Depuis des siècles, la ville et le commerce sont en étroite interaction avec des effets de synergie. Les centres-villes, lieux traditionnels de commerce et de communication, jouent depuis toujours un rôle très particulier : c’est là, par exemple, que sont nées les premières places de marché, à l’origine du commerce urbain. Aujourd’hui encore, elles marquent l’image de nombreuses villes et communes.

Différents formats se sont développés au fil du temps, comme les marchés couverts et les grands magasins. Nés à Paris au milieu du 19ème siècle, ces derniers se sont répandus au-delà des frontières jusqu’en Allemagne. Plus tard sont apparues les rues commerçantes à trafic limité ou encore les zones piétonnes. En Allemagne, la première du genre fut inaugurée en 1953 à Cassel. Toutes ces formes de commerce ont en commun le fait de s’établir, du moins dans la phase initiale de leur création, au cœur des villes. Pourtant, quel que soit l’enracinement historique et l’interpénétration fonctionnelle entre la ville et le commerce, ce schéma est de plus en plus mis à rude épreuve depuis le siècle dernier.

En raison de l’implantation de nouvelles surfaces commerciales dans la Grüne Wiese – la « prairie verte », c’est à dire l’espace « extra-urbain » – et, par conséquence, du déplacement de l’activité vers la périphérie urbaine, il a fallu repenser la relation entre la ville et le commerce. La généralisation de l’automobile permettant à une grande partie de la population de rejoindre facilement les points de vente éloignés des centres-villes, le volume des transactions s’est déplacé des marchés de centre-ville vers les nouveaux grands agglomérats économiques et les centres commerciaux des sites « non intégrés », c’est à dire hors des espaces résidentiels urbains.

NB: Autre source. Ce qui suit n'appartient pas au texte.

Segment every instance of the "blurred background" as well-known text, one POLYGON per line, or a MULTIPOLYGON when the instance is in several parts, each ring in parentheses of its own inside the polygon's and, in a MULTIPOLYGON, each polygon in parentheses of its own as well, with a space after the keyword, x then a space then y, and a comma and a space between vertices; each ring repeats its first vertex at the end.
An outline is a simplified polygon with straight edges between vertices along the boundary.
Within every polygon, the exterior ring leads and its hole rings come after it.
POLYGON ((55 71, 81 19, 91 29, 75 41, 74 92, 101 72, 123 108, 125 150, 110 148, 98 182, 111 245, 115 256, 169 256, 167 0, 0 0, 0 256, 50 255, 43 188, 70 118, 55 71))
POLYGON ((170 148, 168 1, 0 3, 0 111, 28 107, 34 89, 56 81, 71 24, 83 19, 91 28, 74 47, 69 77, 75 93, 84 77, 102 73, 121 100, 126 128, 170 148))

Repenser le concept des zones de chalandise

L’émergence d’une nouvelle catégorie de boutique, le magasin virtuel du commerce en ligne, met au jour d’autres lacunes dans l’interpénétration de la ville et le commerce. Aujourd’hui, il est possible de commander en ligne des produits au bout du monde et les voir livrés chez soi en peu de temps. L’éloignement géographique devient secondaire. Conséquence des innovations technologiques, de nouveaux groupes cibles ont vu le jour. La mondialisation galopante du commerce électronique et les innovations en matière de logistique vont entraîner une intensification des activités du commerce digital. Parallèlement, les zones d’activité classiques du commerce de détail s’estompent de plus en plus.

Le développement urbain en perd-il son influence sur le négoce ? De nombreuses villes sont dépassées par la construction de vastes ensembles commerciaux à leurs portes et doivent faire face à des problèmes quasi insolubles. Quant aux effets de la digitalisation et donc du commerce électronique, il faut les prendre en compte dans le débat sur le développement urbain. Le commerce en ligne – encore limité au Luxembourg puisqu’il ne représente actuellement que 9% du secteur – va monter en puissance. Globalement, les activités en ligne trouvent au Luxembourg un terrain fertile : en 2016, une étude de la Conférence des Nations Unies pour le commerce et le développement (UNCTAD) a montré que notre pays présente les meilleures conditions au monde pour le commerce en ligne. La large diffusion de l’Internet et la grande disponibilité des cartes de crédit sont deux facteurs extrêmement favorables. De même pour le nombre élevé de serveurs internet sécurisés pour mille habitants et la fiabilité des services de livraison au Luxembourg.

Développer des visions d’avenir : une nécessité

Rien n’est perdu pour les villes et les communes, mais elles doivent surveiller les évolutions de notre époque, ne pas se contenter de réagir et participer activement à l’innovation. Il est donc essentiel qu’elles comprennent bien leur situation afin d’élaborer concrètement des visions d’avenir. Seules les villes qui sont déjà prêtes à chercher aujourd’hui des concepts pour demain pourront construire leur avenir de manière positive. À cet égard, des concepts commerciaux intelligents, prenant en compte la symbiose de tous les acteurs et toutes les fonctions du commerce constituent une grande chance.